The Sacramento Bee reports that indeed, the five-second rule is part guilty habit, part old-wives’ tale — a popular conviction that food is still clean if snatched off the ground within five seconds.
Yet, it should come as no surprise that the tale turns out to be exactly that — a not-so-legitimate justification for diving after the last cookie.

“I’m not a believer in the five-second rule,” said Chuck Gerba, a professor of environmental microbiology at the University of Arizona. “I never know what was on the floor before me.”
Well, it’s true that it’s a gross, gross world out there, and even a superficial delving into the details is enough to make the most phobia-phobic person bust out the antibacterial hand soap.
For instance, your cutting board contains 200 times more bacteria than your toilet, Gerba said. Your sink? A porcelain E. coli farm. And don’t even get him started on that dish sponge.
“You’re giving the germs a free ride around the home,” Gerba said.
Hmm. Maybe that five-second rule isn’t such a good idea, after all.
A few years ago, an ambitious high-school student named Jillian Clarke actually put the rule to the test during a seven-week internship at the University of Illinois.
There, in the laboratory, Clarke — who for her efforts later won an Ig Nobel Prize (given by the science humor journal Annals of Improbable Research) — disproved the famous — or more accurately, infamous — rule by finding that food had a significant amount of bacteria on it after less than five seconds on floors that had been purposely contaminated.
Even so, Clarke’s first experiments — on the actual floor of the lab — revealed a much cleaner surface than expected.

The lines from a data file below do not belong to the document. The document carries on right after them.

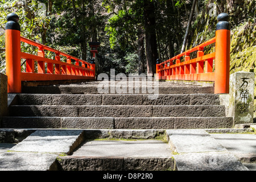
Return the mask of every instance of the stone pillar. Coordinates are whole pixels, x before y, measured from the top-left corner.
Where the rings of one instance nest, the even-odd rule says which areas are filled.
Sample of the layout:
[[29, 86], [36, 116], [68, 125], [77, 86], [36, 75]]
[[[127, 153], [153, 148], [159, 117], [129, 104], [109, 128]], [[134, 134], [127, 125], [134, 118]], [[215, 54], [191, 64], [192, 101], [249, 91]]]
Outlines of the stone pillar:
[[6, 116], [7, 113], [7, 77], [0, 73], [0, 117]]
[[229, 116], [236, 124], [253, 122], [254, 73], [238, 72], [230, 75]]

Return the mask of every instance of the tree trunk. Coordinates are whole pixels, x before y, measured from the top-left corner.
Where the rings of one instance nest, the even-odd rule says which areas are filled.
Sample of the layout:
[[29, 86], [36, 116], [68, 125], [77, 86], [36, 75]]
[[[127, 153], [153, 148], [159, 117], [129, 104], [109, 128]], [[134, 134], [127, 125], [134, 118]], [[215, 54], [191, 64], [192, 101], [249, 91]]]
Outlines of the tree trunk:
[[[74, 13], [74, 15], [75, 15], [75, 19], [76, 20], [76, 25], [77, 26], [77, 27], [79, 27], [79, 28], [81, 29], [81, 34], [82, 34], [82, 36], [83, 36], [84, 35], [84, 26], [82, 24], [80, 25], [79, 24], [79, 20], [77, 17], [77, 14], [76, 13], [76, 4], [75, 4], [75, 0], [72, 0], [72, 6], [73, 6], [73, 11]], [[81, 40], [81, 42], [80, 43], [80, 46], [81, 46], [81, 59], [84, 60], [86, 60], [86, 51], [87, 51], [87, 42], [86, 42], [86, 40], [85, 40], [84, 39], [82, 39], [83, 40]]]
[[158, 51], [155, 32], [155, 7], [154, 1], [144, 1], [144, 18], [145, 28], [147, 73], [154, 76], [155, 73]]
[[143, 32], [143, 28], [141, 26], [139, 26], [138, 28], [138, 57], [139, 59], [139, 75], [141, 75], [141, 73], [145, 73], [145, 52], [144, 47], [144, 39], [145, 35]]
[[183, 41], [183, 44], [182, 45], [181, 51], [180, 51], [181, 53], [183, 53], [184, 51], [185, 51], [185, 49], [186, 44], [187, 44], [187, 40], [188, 39], [188, 32], [189, 32], [189, 30], [190, 28], [190, 26], [191, 25], [192, 19], [193, 18], [193, 14], [194, 14], [195, 7], [196, 6], [196, 3], [197, 1], [197, 0], [193, 1], [193, 5], [192, 5], [192, 7], [191, 8], [191, 11], [190, 12], [189, 19], [188, 19], [188, 26], [187, 27], [187, 30], [186, 30], [186, 33], [185, 34], [185, 36], [184, 38], [184, 41]]
[[[92, 19], [92, 17], [94, 16], [94, 0], [91, 1], [91, 9], [90, 9], [90, 16]], [[94, 19], [92, 20], [92, 21], [90, 22], [90, 37], [91, 37], [91, 40], [92, 42], [97, 42], [97, 30], [96, 30], [96, 22], [94, 22]], [[98, 62], [97, 54], [95, 55], [95, 58], [94, 58], [94, 62], [95, 62], [95, 71], [96, 73], [96, 75], [98, 75], [100, 73], [100, 65]]]

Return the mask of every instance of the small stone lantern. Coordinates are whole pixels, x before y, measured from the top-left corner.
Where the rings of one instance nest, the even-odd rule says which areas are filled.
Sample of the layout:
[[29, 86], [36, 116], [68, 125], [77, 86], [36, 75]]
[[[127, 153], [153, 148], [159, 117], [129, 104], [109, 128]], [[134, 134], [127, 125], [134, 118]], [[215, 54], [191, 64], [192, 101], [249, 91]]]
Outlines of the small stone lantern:
[[93, 53], [93, 57], [95, 57], [95, 55], [98, 53], [97, 48], [100, 47], [100, 42], [90, 42], [89, 46], [90, 47], [90, 52]]

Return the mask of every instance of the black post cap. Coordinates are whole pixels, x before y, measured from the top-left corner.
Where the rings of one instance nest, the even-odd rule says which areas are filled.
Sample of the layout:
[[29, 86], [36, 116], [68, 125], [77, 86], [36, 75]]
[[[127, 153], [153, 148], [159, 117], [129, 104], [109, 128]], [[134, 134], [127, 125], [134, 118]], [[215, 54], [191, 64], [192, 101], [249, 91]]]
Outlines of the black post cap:
[[217, 17], [218, 23], [216, 25], [216, 30], [230, 30], [230, 23], [229, 22], [229, 15], [225, 13], [222, 13]]
[[156, 64], [160, 64], [160, 59], [156, 59]]
[[94, 59], [91, 59], [90, 63], [95, 64], [95, 61], [94, 61]]
[[18, 22], [19, 20], [18, 15], [11, 13], [7, 16], [6, 19], [8, 22], [5, 25], [5, 30], [16, 30], [20, 31], [20, 26]]

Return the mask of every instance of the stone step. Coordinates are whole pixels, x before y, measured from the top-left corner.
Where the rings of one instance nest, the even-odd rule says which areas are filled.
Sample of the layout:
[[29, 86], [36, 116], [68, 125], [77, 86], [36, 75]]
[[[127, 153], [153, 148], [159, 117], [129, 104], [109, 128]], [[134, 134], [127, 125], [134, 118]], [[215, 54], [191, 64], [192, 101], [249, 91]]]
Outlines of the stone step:
[[232, 117], [3, 117], [2, 128], [81, 129], [228, 129]]
[[13, 105], [11, 116], [61, 117], [225, 117], [222, 105]]
[[22, 105], [219, 105], [218, 94], [32, 94], [16, 95]]
[[35, 130], [0, 159], [5, 171], [248, 171], [198, 129]]
[[168, 130], [177, 171], [248, 171], [204, 130]]
[[[131, 87], [130, 87], [131, 88]], [[96, 84], [91, 85], [60, 85], [51, 86], [24, 86], [23, 93], [34, 94], [194, 94], [194, 93], [214, 93], [213, 86], [201, 86], [195, 85], [165, 85], [151, 87], [138, 86], [133, 87], [129, 92], [127, 89], [118, 89], [117, 86], [109, 86], [105, 91], [102, 89], [98, 90]]]
[[0, 154], [0, 171], [58, 170], [58, 156], [73, 152], [84, 134], [77, 130], [37, 130]]

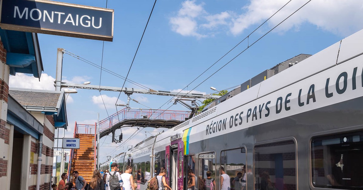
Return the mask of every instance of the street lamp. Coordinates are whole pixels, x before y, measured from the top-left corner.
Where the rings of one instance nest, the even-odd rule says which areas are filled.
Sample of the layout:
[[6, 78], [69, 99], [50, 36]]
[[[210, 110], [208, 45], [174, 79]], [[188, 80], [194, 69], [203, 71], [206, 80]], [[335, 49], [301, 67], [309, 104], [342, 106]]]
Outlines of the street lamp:
[[212, 89], [212, 90], [216, 90], [216, 91], [217, 91], [218, 92], [219, 92], [221, 94], [221, 96], [223, 96], [223, 94], [222, 94], [221, 92], [219, 92], [219, 90], [217, 90], [217, 89], [216, 89], [216, 88], [213, 87], [213, 86], [211, 86], [211, 89]]

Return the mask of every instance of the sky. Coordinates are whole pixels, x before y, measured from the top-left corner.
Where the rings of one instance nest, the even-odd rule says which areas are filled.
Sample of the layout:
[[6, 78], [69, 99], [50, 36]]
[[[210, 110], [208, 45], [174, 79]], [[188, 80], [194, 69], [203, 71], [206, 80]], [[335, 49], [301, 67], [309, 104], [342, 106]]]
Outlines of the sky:
[[[10, 76], [9, 86], [54, 90], [58, 48], [98, 65], [102, 63], [103, 67], [126, 77], [154, 1], [59, 1], [103, 8], [107, 2], [107, 8], [114, 10], [113, 41], [104, 44], [99, 41], [38, 34], [44, 69], [40, 81], [31, 76], [17, 73]], [[363, 28], [363, 1], [313, 0], [253, 43], [308, 1], [158, 0], [127, 78], [156, 90], [179, 92], [185, 88], [183, 92], [194, 89], [193, 92], [210, 94], [216, 92], [210, 89], [211, 86], [220, 90], [240, 85], [285, 60], [301, 54], [314, 54]], [[189, 84], [247, 36], [247, 39]], [[104, 71], [101, 73], [99, 69], [68, 54], [64, 54], [63, 63], [64, 82], [89, 81], [95, 85], [121, 87], [124, 81]], [[140, 88], [128, 82], [125, 87]], [[75, 122], [94, 124], [98, 113], [101, 120], [105, 119], [116, 113], [117, 101], [121, 104], [127, 101], [123, 93], [118, 98], [119, 93], [116, 92], [77, 90], [78, 93], [69, 95], [67, 100], [68, 126], [66, 137], [73, 137]], [[132, 102], [130, 106], [134, 108], [166, 109], [173, 105], [168, 102], [168, 96], [134, 94], [131, 97], [142, 104]], [[188, 110], [179, 104], [169, 109]], [[146, 137], [165, 129], [143, 129], [121, 146], [120, 143], [111, 143], [110, 136], [101, 139], [100, 162], [106, 160], [107, 156], [125, 151]], [[137, 130], [135, 127], [123, 128], [123, 139]], [[59, 130], [60, 137], [62, 132]], [[58, 132], [56, 132], [57, 136]], [[116, 134], [120, 132], [118, 130]]]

Fans of the five-second rule note: Your loophole may start here.
Meanwhile, just last year, “Mythbusters,” the Discovery Channel television show that takes famous myths to task, also took on the five-second rule after getting hundreds of requests from folks inquiring about its veracity.
“This myth has been popping up for a long time,” said Eric Haven, associate producer of the show. “I think a lot of people have the experience of dropping something on the floor and (then) someone will eat it.”
For the report, the “Mythbusters” crew dropped food on various surfaces, rubbed the items on a petri-dish-like plate, then put it in an incubator. A lab was tapped to analyze it. The findings?
“There are levels of bacteria on every surface of every house and every home,” Haven said. “There are low levels of things that in high quantities are quite nasty.”
The team also found that the drier the food item, the less yucky stuff it picks up. Which, translated, means cookie, probably OK, and lunch meat, most probably not OK.
Like many folks, Heather Bermudez, 29, knows the five-second rule by its alias, the three-second rule. But, whether it’s three, five or 700 seconds, the Elk Grove mom and professed germ freak said she’s leaving that food right where it fell.
“If it hits the ground, it’s dirty,” she said.
Of course, her toddler does not hold the same view.
Though there’s been a surprising amount of research into the truth of the rule, little is known about its origins. Who started it? And when did we add those extra two seconds?
Well, no one really knows, but it’s thought by some that we owe the beginnings of the five-second rule to Genghis Khan — though he himself was said to have allowed a generous half a day on the floor. Guess it’s true what they say about things being much slower back then.
So, it would seem that the moral of the rule is: It’s all subjective. Don’t fool yourself into believing it’s true — but hey, it’s not that much worse than what you’re touching every day.
But do everyone a favor: Keep it to yourself when you double-dip.